The O’Reilly Data Show Podcast: Michael Stack on HBase past, present, and future.
[A version of this post appears on the O’Reilly Radar.]
Subscribe to the O’Reilly Data Show to explore the opportunities and techniques driving big data and data science.
At least once a year, I sit down with Michael Stack, engineer at Cloudera, to get an update on Apache HBase and the annual user conference, HBasecon. Stack has a great perspective, as he has been part of HBase since its inception. As former project leader, he remains a key contributor and evangelist, and one of the organizers of HBasecon.
In the beginning: Search and Bigtable
During the latest episode of the O’Reilly Data Show Podcast, I decided to broaden our conversation to include the beginnings of the very popular Apache HBase project. Stack reminded me that in the early days much of the big data community in the SF Bay Area was centered around search technologies, such as HBase. In particular, HBase was inspired by work out of Google (Bigtable), and the early engineers had ties to projects out of the Internet Archive:
At the time, I was working at the Internet Archive, and I was working on crawlers and search. The Bigtable paper looked really interesting to us because the archive, as you know, we used to host — or still do — the Wayback Machine. The Wayback Machine is a picture of the Web that goes back to 1998, and you could look at the Web at any particular time. What pages looked liked at a particular time. Bigtable was very interesting at the Internet Archive because it had this time dimension.
… A group had started up to talk about the possibility of implementing a Bigtable clone. It was centered at a place called Powerset, a startup that was in San Francisco back then. That was about doing a search, so I went and talked to them. They said, ‘Come on over and we’ll make a space for doing a Bigtable clone.’ They had a very intricate search pipeline, and it was based on early Amazon AWS, and every time they started up their pipeline, they’d get a phone call from Amazon saying, ‘Please stop whatever it is you’re doing.’ … The first engineer would be a fellow called Jim Kellerman. The actual first 30 classes came from Mike Cafarella. He was instrumental in getting the first versions of Hadoop going. He was hanging around Apache Nutch at the time. … Doug [Cutting] used to work at the Internet archive, and the first actual versions of Hadoop were run on racks at the Internet archive. Doug was working on fulltext search. Then he moved on to go to Yahoo, to work on Hadoop full time.
HBase community remains strong
For a long time, HBase has had contributors from companies across many countries and industries. One notable group of contributors signals that the project has come full circle — recently, Stack and the rest of the core HBase team have been getting contributions from the Bigtable team at Google:
One of the things we’re proudest of is that there’s this diversity of organizations, diversity of people. … I know there’s loads of money in the Bigtable’s base, and most people are working in open source, are usually paid to work on it, but we actually have some volunteers — people that do this in the evening because they enjoy it. … I’m amazed at how long the hard problems stuck around and how much work it is, even still, fixing some really basic stuff. I used to get down about it, but then as you may know, the Google Bigtable team, they seem to have put their arms around us. They’re embracing Apache HBase, and they’ve been giving us a bit of advice. … Actually they’ve been making significant contributions to Apache HBase of late.

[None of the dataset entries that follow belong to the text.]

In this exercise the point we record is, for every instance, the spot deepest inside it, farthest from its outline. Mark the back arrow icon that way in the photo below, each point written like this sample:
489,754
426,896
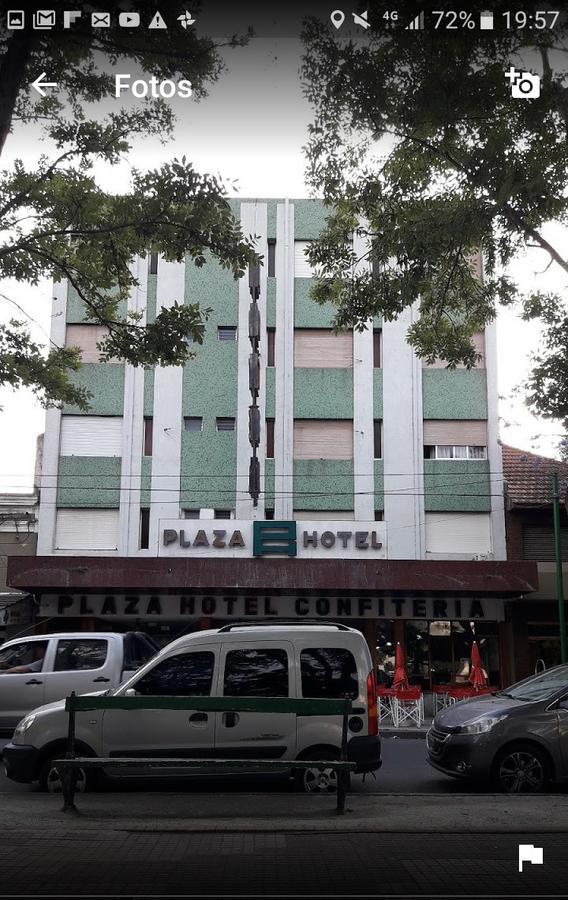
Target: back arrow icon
39,84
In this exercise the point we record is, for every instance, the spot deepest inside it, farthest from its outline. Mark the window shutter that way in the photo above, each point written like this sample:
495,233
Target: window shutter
91,436
86,529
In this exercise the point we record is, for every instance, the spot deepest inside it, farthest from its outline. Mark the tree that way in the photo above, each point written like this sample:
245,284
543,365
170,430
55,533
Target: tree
419,146
56,221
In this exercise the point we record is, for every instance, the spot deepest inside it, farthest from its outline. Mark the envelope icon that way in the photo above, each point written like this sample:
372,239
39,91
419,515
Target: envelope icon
100,20
43,19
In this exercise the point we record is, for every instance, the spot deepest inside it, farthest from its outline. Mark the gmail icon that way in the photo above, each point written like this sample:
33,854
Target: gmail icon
44,19
100,20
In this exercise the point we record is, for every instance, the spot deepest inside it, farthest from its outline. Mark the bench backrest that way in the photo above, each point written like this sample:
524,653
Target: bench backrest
300,706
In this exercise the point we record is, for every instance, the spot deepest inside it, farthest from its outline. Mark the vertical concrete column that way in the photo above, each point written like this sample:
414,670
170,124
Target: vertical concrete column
254,221
498,537
284,358
363,431
47,516
168,389
133,426
403,450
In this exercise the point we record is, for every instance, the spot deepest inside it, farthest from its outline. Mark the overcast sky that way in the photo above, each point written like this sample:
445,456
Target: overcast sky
252,128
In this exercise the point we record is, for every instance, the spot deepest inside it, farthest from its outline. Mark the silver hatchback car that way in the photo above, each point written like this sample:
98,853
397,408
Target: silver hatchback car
516,738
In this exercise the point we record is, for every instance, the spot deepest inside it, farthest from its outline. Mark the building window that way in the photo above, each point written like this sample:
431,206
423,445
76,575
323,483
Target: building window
452,451
144,528
377,442
270,438
271,257
377,342
192,423
148,430
270,345
153,264
224,423
227,332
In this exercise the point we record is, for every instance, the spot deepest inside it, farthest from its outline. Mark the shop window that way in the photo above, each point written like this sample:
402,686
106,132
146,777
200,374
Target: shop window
188,674
192,423
144,528
227,332
271,262
256,673
74,655
270,346
377,348
224,423
270,438
148,434
328,672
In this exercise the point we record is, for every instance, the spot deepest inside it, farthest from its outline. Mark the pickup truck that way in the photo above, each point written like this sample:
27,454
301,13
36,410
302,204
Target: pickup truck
39,669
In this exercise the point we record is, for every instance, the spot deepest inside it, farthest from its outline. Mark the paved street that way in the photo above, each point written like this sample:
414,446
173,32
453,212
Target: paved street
404,770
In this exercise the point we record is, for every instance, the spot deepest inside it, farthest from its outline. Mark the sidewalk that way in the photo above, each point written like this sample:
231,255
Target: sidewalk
161,812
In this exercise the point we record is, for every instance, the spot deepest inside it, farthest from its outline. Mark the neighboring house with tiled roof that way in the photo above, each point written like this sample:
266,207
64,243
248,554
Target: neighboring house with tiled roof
530,535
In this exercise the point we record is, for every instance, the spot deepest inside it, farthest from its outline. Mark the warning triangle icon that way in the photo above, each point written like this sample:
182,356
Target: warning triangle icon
157,22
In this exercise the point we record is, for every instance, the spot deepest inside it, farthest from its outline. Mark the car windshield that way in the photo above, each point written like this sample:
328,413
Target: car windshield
539,687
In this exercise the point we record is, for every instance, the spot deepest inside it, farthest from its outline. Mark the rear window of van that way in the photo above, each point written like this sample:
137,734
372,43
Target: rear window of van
328,672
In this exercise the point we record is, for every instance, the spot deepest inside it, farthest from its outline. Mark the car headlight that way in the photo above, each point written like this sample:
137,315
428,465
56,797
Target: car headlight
26,723
480,726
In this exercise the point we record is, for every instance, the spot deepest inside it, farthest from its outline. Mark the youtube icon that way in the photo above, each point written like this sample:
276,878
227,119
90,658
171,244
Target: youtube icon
129,20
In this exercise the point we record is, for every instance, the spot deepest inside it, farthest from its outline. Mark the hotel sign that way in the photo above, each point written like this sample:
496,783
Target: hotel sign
244,538
188,606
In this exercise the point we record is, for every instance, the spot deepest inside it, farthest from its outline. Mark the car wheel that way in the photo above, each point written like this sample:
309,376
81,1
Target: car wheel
50,777
521,769
317,781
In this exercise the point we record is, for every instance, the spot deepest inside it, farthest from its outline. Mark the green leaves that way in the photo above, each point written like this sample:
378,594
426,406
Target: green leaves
57,222
418,145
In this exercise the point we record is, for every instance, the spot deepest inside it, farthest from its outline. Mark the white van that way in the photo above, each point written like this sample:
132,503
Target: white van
256,660
38,669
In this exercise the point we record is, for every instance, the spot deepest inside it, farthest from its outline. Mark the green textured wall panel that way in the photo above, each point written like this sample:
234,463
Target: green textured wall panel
269,483
146,481
151,298
149,375
76,311
379,469
308,313
323,393
271,302
210,380
323,484
460,394
89,481
457,485
105,381
309,219
377,393
208,468
270,375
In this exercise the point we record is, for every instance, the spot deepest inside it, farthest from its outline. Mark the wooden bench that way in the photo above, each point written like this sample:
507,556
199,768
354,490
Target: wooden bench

Stack comments that while Bigtable is “light years ahead” of Apache HBase, his conversations with the Google Bigtable team helped him realize that it actually took them a long time to get where they are today.
Diverse set of applications
As I noted last year, HBase is being used by companies across many industries and domains. Stack noted that two areas in particular — finance and time-series applications (specifically, event data from logs) — have grown rapidly over the past year:
I think finance is the one that seems to be coming to the fore. … The people from Bloomberg have some distinct ideas about the direction they think Apache HBase should go in. They have some key use cases running on Apache HBase. They’ll be one of the keynoters because they have a call to action they’d like to get out there. … I can go on, like FINRA … the government agency that keeps all trades that ever happened going back in history — they recently moved to HBase, and that’s a great story.
… Open TSDB is a really successful project. It’s funny where it shows up. Often it pulls in Hbase into places where people don’t even know they have it. Open TSDB just continues to grow and grow. … I think Hbase seems to lend itself naturally to this kind of time series recording.